Se dedicaba a estudiar en la mesa de la cocina, atento a los esquemas de la fisiología humana o a las ecuaciones químicas, tomando notas y sacándose un examen tras otro. Se graduó el primero de su clase en tres años y se mudó a Baltimore con su familia, donde hizo su residencia como cirujano en el hospital Johns Hopkins.
Para entonces ya sabía que la cirugía era lo suyo. Muchas especialidades requieren una gran dosis de interacción humana y de psicología, y Paul no era especialmente bueno en ninguna de las dos cosas. Pero la cirugía era distinta; a los pacientes no les interesaban tanto las dotes comunicativas como la destreza, y Paul no sólo tenía la confianza necesaria para tranquilizarlos antes de la operación, sino también la destreza para hacer lo que fuese necesario. Prosperó en aquel entorno. En los dos últimos años de su residencia, Paul trabajó noventa horas a la semana y durmió cuatro horas al día; sin embargo, curiosamente, no mostraba signo alguno de fatiga.

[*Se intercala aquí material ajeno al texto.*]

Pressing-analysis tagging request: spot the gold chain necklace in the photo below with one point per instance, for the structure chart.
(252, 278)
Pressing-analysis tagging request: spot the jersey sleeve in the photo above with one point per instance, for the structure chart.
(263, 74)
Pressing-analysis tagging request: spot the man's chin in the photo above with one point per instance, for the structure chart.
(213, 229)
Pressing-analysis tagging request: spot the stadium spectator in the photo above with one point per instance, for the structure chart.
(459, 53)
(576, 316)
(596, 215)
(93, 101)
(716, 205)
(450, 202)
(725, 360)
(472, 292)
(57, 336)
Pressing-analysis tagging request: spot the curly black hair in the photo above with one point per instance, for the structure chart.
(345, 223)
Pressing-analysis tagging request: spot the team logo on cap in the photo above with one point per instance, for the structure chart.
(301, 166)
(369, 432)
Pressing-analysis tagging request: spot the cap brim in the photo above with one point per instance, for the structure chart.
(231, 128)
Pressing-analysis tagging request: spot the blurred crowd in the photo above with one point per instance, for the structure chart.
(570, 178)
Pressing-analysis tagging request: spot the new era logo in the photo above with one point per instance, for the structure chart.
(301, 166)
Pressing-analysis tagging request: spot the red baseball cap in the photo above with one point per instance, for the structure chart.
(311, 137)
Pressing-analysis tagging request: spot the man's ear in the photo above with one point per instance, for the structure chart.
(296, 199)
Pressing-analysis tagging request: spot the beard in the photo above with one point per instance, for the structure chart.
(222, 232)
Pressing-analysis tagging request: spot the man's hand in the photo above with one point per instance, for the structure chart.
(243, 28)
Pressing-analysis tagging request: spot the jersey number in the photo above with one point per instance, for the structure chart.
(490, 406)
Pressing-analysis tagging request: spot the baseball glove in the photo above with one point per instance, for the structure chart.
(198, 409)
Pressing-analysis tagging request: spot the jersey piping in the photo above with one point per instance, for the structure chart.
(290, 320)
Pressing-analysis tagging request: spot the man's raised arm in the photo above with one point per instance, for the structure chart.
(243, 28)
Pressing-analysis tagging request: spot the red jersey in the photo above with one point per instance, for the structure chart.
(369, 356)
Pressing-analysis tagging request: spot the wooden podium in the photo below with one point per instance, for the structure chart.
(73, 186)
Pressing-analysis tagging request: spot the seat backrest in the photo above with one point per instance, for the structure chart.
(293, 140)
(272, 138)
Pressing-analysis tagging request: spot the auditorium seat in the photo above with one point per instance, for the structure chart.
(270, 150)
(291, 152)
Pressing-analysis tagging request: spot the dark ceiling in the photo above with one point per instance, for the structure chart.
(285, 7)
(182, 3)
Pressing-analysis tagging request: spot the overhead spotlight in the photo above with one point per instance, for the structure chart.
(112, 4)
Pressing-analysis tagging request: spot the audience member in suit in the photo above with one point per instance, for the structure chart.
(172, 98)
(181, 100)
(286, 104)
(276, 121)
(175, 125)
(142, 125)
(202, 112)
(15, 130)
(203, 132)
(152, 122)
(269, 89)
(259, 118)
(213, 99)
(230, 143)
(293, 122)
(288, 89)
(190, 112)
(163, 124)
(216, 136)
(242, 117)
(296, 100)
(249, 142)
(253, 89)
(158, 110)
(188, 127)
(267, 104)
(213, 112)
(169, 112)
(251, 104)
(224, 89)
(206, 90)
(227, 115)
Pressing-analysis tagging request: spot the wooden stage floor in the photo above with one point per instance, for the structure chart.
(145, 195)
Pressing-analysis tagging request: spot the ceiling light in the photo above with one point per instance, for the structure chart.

Después de su residencia, completó una beca de investigación en cirugía craneoencefálica y se mudó con su familia a Raleigh, donde montó una consulta con otro cirujano justo cuando la población empezaba a aumentar y aumentar. Al ser los únicos especialistas de ese campo en la comunidad, su consultorio creció. A los treinta y cuatro años ya había pagado sus deudas con la Facultad de Medicina. A los treinta y seis trabajaba con todos los grandes hospitales de la zona y desempeñaba la mayor parte de su trabajo en el Medical Center de la Universidad de Carolina del Norte. Allí participo en una investigación junto con científicos de la clínica Mayo sobre neurofibromas. Un año después le publicaron un artículo sobre el paladar mellado en el New England Journal of Medicine. Cuatro meses después le siguió otro artículo sobre hemangiomas; en él contribuyó a redefinir los procedimientos quirúrgicos para los niños en dicho campo. Su fama aumentó y, tras operar con éxito a la hija del senador Norton, que había quedado desfigurada en un accidente de coche, fue primera plana en The Wall Street Journal.
Además del trabajo de reconstrucción, fue uno de los primeros cirujanos de Carolina del Norte en expandir su ejercicio para incluir la cirugía plástica, y pilló la ola justo cuando empezaba a crecer. Su consultorio funcionaba con fuerza, sus ingresos se multiplicaron y empezó a acumular cosas. Se compró un BMW, luego un Mercedes, luego un Porsche y luego otro Mercedes. Él y Martha construyeron la casa de sus sueños. Adquirió bonos y acciones de una docena de fondos de inversiones distintos. Cuando se dio cuenta de que no podía lidiar con los entresijos del mercado, contrató a un asesor financiero. Después de eso, su capital comenzó a doblarse cada cuatro años. Entonces, cuando tenía más de lo que iba a necesitar para el resto de su vida, su dinero se comenzó a triplicar.